Bitcoin: Yeni nesil şifreli sayısal para birimi. Blok zinciri altyapısını kullanır.
− Merhaba Selman.
− Merhaba Salih.
− Bizim bu bilişim ve teknoloji alanındaki gelişmeler hiç durmayacak herhalde?
− Hiç sorma dostum, her gün yeni bir teknoloji hayatımıza giriyor. Az biraz okuma yapmasak, araştırmasak olayların dışında kalıveriyoruz.
− Bu aralar yine yeni konuların peşindesin sanırım, finansal teknolojiler ile ilgileniyorsun. Büyük veri, nesnelerin interneti, bulut, yapay zekâ henüz gündemdeki yerini korurken başka ne yenilikler var keşiflere açık?
− Blockchain diye bir konuya girdim ki henüz konunun derinliğini ölçemiyorum.
− Yani o kadar derin bir konu diyorsun, neymiş bu blok zinciri?
− 3 kelime tamlaması ile anlatayım: Hızlı internet, büyük veri saklama ve değer transferleri.
− Çok gizemli bir üçleme oldu, biraz açabilir misin?
− Bitcoin diye bir şeyi son zamanlarda çokça duymuşsundur. Yeni nesil şifreli sayısal para birimi olarak tüm dünyada kullanım alanı bulan bir şey.
− Evet, hatta 8 sene önce ilk çıktığında 0 değerinde olan bu para 10 seneyi doldurmadan 4000 dolar seviyelerine kadar yükseldi değil mi?
− Evet, aynen öyle. Beraberinde derin şüpheleri, komplo teorilerini de getirmiyor değil. Ancak ben bitcoin ile sınırlı kalmayıp benzerlerinin de çalışma mantığı altında yatan teknoloji odaklı felsefeden bahsetmek istiyorum.
− Nasıl bir felsefe bu?
− Şimdi biraz konuyu temellendirelim. 20 yıl kadar önce bizler ilk bilgisayarlarımızı elimize aldığımızda 1 GB hard diske sahip olmak büyük bir lüks sahibi olmak anlamına geliyordu. Sadece ev bilgisayarları için değil kurumsal yapılar için de öyleydi. 20 yılın sonunda bugün 1 TB’ı (1000 GB) cebinde taşıyan ve metrobüs ile seyahat eden bir sürü genç var çevremizde.

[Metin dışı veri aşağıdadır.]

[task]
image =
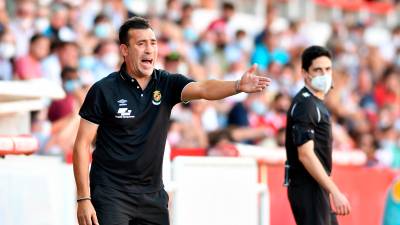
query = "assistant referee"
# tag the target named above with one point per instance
(309, 146)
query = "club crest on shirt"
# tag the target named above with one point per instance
(156, 97)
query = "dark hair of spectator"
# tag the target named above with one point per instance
(228, 6)
(312, 53)
(135, 22)
(68, 70)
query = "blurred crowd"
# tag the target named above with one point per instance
(75, 43)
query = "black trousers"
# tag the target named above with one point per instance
(310, 204)
(114, 207)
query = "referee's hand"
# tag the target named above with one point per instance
(341, 204)
(86, 213)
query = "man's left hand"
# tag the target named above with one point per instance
(250, 82)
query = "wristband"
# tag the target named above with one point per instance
(237, 86)
(83, 199)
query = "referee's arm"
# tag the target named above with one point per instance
(312, 164)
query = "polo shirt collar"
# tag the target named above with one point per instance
(125, 76)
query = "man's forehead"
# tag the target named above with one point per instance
(322, 61)
(141, 34)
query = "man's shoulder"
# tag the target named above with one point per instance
(304, 96)
(108, 80)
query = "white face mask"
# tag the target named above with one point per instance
(322, 83)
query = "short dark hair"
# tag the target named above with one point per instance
(135, 22)
(228, 6)
(311, 53)
(66, 71)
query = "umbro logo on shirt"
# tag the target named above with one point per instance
(122, 102)
(123, 112)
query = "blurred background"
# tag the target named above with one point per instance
(52, 51)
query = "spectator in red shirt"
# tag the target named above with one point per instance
(228, 10)
(387, 91)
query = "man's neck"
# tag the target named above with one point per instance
(318, 94)
(143, 80)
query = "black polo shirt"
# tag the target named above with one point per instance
(308, 119)
(133, 126)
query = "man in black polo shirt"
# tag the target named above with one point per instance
(309, 146)
(127, 115)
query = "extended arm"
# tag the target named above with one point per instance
(218, 89)
(312, 164)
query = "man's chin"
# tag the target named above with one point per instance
(147, 72)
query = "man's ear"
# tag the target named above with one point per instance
(124, 50)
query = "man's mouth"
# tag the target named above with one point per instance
(147, 61)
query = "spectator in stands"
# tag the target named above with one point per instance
(63, 114)
(269, 51)
(7, 53)
(106, 59)
(29, 66)
(58, 30)
(220, 24)
(387, 90)
(222, 144)
(128, 112)
(22, 25)
(103, 28)
(65, 54)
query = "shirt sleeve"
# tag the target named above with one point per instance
(305, 119)
(178, 82)
(92, 107)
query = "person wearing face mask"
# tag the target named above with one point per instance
(7, 52)
(309, 146)
(106, 59)
(126, 116)
(63, 114)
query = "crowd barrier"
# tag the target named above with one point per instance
(38, 190)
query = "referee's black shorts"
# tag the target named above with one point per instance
(310, 204)
(114, 207)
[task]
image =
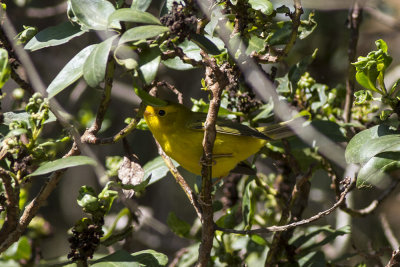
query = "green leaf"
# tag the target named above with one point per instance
(264, 6)
(4, 67)
(157, 169)
(191, 50)
(367, 79)
(356, 144)
(142, 33)
(141, 5)
(204, 43)
(376, 168)
(94, 68)
(166, 7)
(313, 259)
(178, 226)
(93, 14)
(255, 44)
(371, 69)
(288, 83)
(149, 62)
(248, 205)
(307, 26)
(228, 220)
(71, 72)
(386, 143)
(20, 250)
(133, 15)
(362, 96)
(121, 258)
(22, 115)
(87, 199)
(54, 35)
(63, 163)
(380, 44)
(281, 35)
(314, 240)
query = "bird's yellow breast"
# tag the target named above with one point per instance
(184, 144)
(228, 150)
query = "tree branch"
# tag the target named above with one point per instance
(354, 21)
(181, 181)
(373, 205)
(349, 186)
(216, 80)
(12, 208)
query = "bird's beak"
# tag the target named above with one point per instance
(148, 111)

− Yani bilginin depolanması artık sorun ve maliyet olmaktan çıktı diyorsun.
− Aynen öyle! Diğer yandan 20 yıl önce internete bireysel olarak bağlanmak neredeyse imkânsızdı, bağlanabilenler de bir fotoğraf karesi görebilmek için 1 dakika beklemek zorunda idiler.
− Yaaa, neydi o günler! Lise ödevlerimiz için gidebileceğimiz internet kafeler bile açılmamıştı o yıllarda!

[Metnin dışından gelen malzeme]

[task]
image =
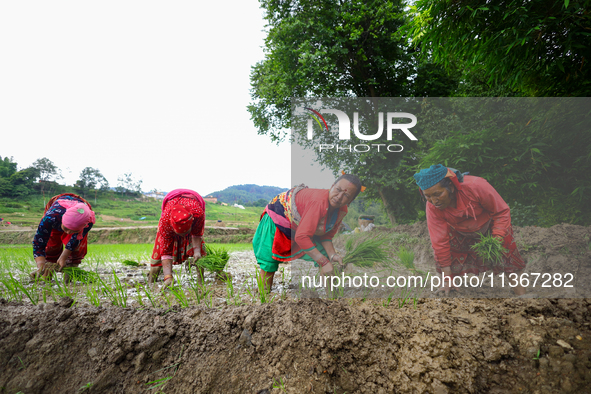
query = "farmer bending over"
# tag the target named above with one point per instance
(67, 220)
(461, 208)
(180, 233)
(300, 222)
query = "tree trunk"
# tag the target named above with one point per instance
(387, 207)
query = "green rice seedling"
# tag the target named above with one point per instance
(490, 250)
(179, 293)
(12, 291)
(278, 384)
(215, 260)
(365, 253)
(387, 301)
(31, 293)
(87, 386)
(92, 295)
(148, 294)
(262, 294)
(120, 291)
(407, 258)
(139, 297)
(231, 296)
(79, 275)
(116, 294)
(64, 290)
(405, 296)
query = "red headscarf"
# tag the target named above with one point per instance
(180, 219)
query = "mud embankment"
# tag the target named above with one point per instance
(132, 235)
(313, 345)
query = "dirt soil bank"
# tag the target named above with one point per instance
(312, 345)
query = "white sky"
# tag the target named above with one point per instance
(158, 89)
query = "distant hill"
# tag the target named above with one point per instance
(246, 194)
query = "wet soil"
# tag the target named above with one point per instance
(311, 345)
(439, 345)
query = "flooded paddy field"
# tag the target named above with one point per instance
(223, 338)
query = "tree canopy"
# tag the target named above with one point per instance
(540, 47)
(333, 49)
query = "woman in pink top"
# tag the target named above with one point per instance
(460, 209)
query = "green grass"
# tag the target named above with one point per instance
(366, 252)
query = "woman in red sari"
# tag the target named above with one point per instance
(180, 233)
(460, 208)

− Kesinlikle. En son 4,5G ve fiber sayesinde internet artık her an her yerde, üstelik çok hızlı.
− Selman, okuyucu merak ediyor, konu nasıl blok zincirine gelecek?

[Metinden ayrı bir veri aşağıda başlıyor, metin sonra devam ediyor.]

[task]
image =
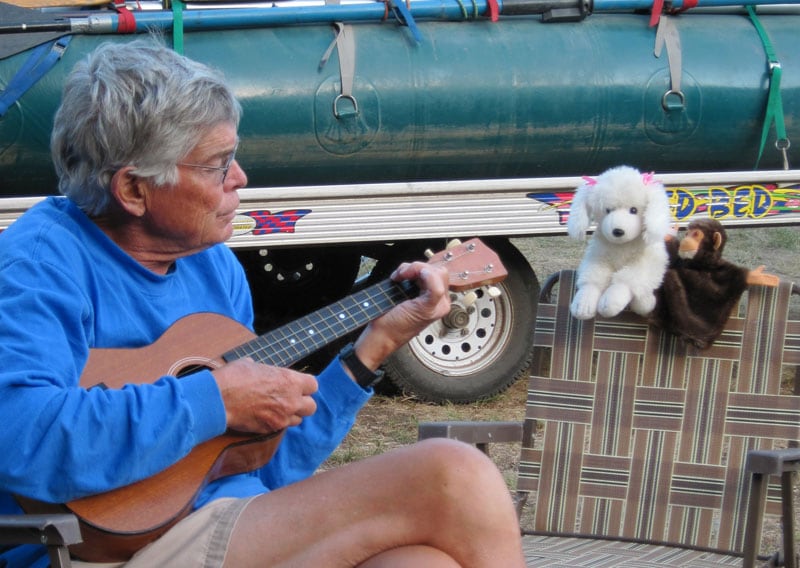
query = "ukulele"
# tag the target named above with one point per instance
(117, 523)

− Son bir temellendirme konumuz daha kaldı onu da aktaralım, sonra bulmacayı zaten GENÇ okurlar kendileri çözecekler.
− Bulmacalar, şifreler, gizemler devam ediyor…
− Şimdi iki kişi arasında bir şeyin el değiştirmesine ne deriz?
− Mübadele, takas, exchange…
− Biz şimdilik takas kelimesi ile gidelim. Takasta esas olan nedir?
− Takasa konu olan varlıkların eş değerlere sahip olması.
− Aynen öyle. Varlıklar değerleri oranında takas olurlar. Bu takas olunan varlığın miktarı arttıkça veya iki kişi arasına uzak mesafeler girerse ne olur?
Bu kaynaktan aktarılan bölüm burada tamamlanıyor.